To establish that speakers have learned a general *a*-adjective category, including a restriction against attributive use, we need to definitively show that speakers disprefer using novel *a*-adjectives like *ablim* and *adax* attributively relative to novel non-*a*-adjectives like *chammy*. Below I fit a new model using only data from Experiment 1's novel adjectives.
```{r}
# Create a subset dataframe of just novel trials.
adj.nov <- adj.crit[adj.crit$Novelty == "novel", ]
```
```{r, echo = FALSE}
# Store proportions of data for each factor.
class.prop2 <- xtabs(~ AdjClass, data = adj.nov) / nrow(adj.nov)
# Use proportions to do ANOVA-style coding.
contrasts(adj.nov$AdjClass) = cbind("A" = c(unname(class.prop2[2]),
-unname(class.prop2[1])))
```
```{r}
# Model
exp1.glmer3 <- glmer(Response == "attributive" ~ 1 + AdjClass
+ (1 + AdjClass|Participant)
+ (1|Item),
family = "binomial",
data = adj.nov)
# Summary
summary(exp1.glmer3)
```
The results from this last model replicate another result from Boyd and Goldberg (2011): while attributive avoidance is numerically weaker among novel *a*-adjectives, it is still statistically significant.

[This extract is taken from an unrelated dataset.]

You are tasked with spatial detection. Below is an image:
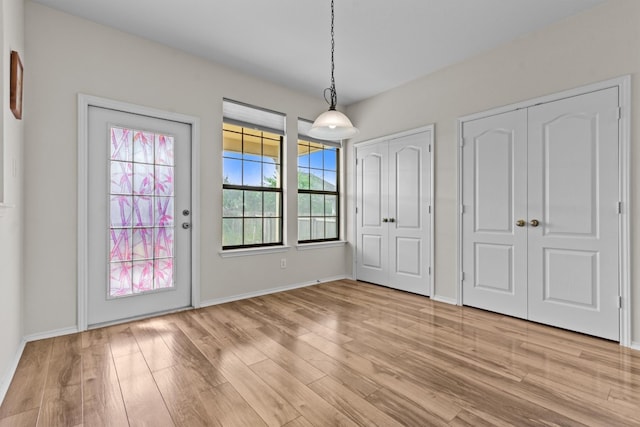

This argues in favor of the idea that speakers haven't simply memorized a list of *a*-adjectives that disprefer being used attributively. Instead, they've learned an abstract category such that new members of the category (e.g., *ablim*) show the same pattern of avoidance that older, more established members do (e.g., *asleep*).